GABINETE DE POLÍTICA LEGISLATIVA E PLANEAMENTO DIRECÇÃO-GERAL DA ADMINISTRAÇÃO EXTRAJUDICIAL
ALGUMAS NOTAS SOBRE JUSTIÇA RESTAURATIVA PERSPECTIVA COMPARADA
- Introdução
Todos os sistemas penais admitem uma área na qual a intervenção do Estado é limitada ou porque depende da vontade da vítima ou porque se permite encontrar soluções de consenso e oportunidade, evitando-se assim os casos em que a punição implica mais desvantagens do que benefícios – por exemplo quando o delinquente é muito jovem e primário. A ideia de recorrer a outros modelos, para além do processo judicial, com o fim de resolver conflitos não é recente. A partir da década de noventa, por toda a Europa, surgiram projectos-piloto de resolução de conflitos penais, em que vítima e agressor tentam alcançar um acordo acerca da reparação dos danos causados pelo delito, através do processo designado por mediação, visando, pela relação estabelecida entre a vítima e o seu agressor, a restauração do equilíbrio perturbado pelo delito e a pacificação das situações e ainda a reparação, de forma construtiva e no interesse da vítima, pelo delinquente, responsabilizando-o pelos danos provocados pelo seu acto. O desenvolvimento da mediação penal está intimamente relacionada com os direitos das vítimas não sendo, pois, de estranhar a importância do papel das organizações não governamentais nesta matéria.

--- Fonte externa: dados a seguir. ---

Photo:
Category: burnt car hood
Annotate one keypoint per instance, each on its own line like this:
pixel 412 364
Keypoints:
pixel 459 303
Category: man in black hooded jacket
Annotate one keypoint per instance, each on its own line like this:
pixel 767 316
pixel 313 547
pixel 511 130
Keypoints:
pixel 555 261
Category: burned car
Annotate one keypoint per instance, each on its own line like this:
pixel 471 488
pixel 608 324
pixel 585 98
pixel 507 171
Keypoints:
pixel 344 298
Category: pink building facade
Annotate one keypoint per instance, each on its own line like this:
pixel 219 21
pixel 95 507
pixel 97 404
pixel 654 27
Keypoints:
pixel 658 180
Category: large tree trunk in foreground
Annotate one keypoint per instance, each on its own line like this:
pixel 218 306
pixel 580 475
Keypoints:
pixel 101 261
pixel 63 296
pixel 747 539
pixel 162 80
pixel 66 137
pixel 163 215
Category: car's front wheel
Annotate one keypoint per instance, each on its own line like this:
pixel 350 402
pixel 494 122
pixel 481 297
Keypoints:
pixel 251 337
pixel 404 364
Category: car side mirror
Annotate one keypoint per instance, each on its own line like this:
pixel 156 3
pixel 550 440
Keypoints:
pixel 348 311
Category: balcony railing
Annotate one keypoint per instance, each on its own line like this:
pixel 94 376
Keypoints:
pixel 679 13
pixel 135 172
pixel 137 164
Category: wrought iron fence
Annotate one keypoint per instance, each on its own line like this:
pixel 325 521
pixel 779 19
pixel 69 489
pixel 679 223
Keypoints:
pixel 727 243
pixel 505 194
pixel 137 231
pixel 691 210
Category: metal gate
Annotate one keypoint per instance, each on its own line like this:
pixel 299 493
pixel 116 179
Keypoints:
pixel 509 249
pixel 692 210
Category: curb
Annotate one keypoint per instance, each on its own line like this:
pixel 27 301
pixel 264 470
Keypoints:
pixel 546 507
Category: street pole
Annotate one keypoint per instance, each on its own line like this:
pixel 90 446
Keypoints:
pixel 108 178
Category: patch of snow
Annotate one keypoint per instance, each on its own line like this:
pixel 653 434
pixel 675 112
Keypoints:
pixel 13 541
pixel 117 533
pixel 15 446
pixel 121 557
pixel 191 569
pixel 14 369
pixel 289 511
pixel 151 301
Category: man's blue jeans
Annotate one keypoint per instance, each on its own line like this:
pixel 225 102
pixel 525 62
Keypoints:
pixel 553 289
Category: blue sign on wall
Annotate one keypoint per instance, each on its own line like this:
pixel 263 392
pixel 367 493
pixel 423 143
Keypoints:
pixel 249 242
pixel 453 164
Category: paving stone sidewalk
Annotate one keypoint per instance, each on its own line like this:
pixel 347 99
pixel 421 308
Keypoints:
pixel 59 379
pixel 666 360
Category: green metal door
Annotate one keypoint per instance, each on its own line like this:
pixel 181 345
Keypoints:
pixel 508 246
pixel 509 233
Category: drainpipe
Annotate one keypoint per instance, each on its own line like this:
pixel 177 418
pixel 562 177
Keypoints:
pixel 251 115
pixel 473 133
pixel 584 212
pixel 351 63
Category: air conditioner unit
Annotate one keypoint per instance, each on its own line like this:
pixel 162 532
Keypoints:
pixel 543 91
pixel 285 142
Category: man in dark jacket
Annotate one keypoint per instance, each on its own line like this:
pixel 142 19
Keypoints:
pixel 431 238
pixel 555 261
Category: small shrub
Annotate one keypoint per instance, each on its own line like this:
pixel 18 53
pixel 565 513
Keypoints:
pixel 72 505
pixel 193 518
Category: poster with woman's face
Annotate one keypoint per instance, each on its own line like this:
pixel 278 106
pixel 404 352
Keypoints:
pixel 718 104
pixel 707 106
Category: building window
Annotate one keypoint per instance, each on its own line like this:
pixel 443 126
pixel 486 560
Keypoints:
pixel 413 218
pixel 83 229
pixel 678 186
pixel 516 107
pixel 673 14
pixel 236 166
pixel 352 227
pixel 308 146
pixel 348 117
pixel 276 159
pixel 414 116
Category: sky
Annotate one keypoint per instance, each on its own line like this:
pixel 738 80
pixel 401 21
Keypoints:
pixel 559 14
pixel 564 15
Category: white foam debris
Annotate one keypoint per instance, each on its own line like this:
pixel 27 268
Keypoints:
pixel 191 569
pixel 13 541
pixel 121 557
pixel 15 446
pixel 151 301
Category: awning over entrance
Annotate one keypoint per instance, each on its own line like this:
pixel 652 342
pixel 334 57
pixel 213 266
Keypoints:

A justiça restaurativa, na qual a mediação penal se insere, pressupõe uma forma inovadora de responder à criminalidade e aos conflitos. É uma resposta que leva as vítimas, os delinquentes e a colectividade a reparar, colectivamente, os danos causados, através de soluções alternativas à prática jurídica tradicional.1
II – Experiência comparada
1. França A mediação mais desenvolvida em França é a mediação penal. Esta está ligada, estreitamente, ao sistema penal tradicional. A mediação constitui uma resposta judicial a infracções como injúrias, violências ligeiras, furto, contenciosos familiares menores ou mesmo contenciosos de vizinhança. A mediação penal é promovida por iniciativa do Procurador da República e decorre num tribunal, numa associação ou numa casa de justiça – a chamada “maison de justice”. Em contrapartida, a prática da mediação está fortemente regulada, não se limitando apenas ao direito penal. A mediação penal está institucionalizada no Código de Processo Penal desde 1993. A prática de mediação tem-se desenvolvido ao longo destes anos, sobretudo, como se referiu, nas “maison de justice" criadas junto dos Tribunais. Mas, igualmente, tem havido grande desenvolvimento da mediação realizada, directamente, por associações de apoio à vítima e de mediação, existindo, ainda, um movimento crescente das mediações de bairro para-judiciárias, um modelo conjunto de gestão de conflitos, associando Municípios e Ministério Público.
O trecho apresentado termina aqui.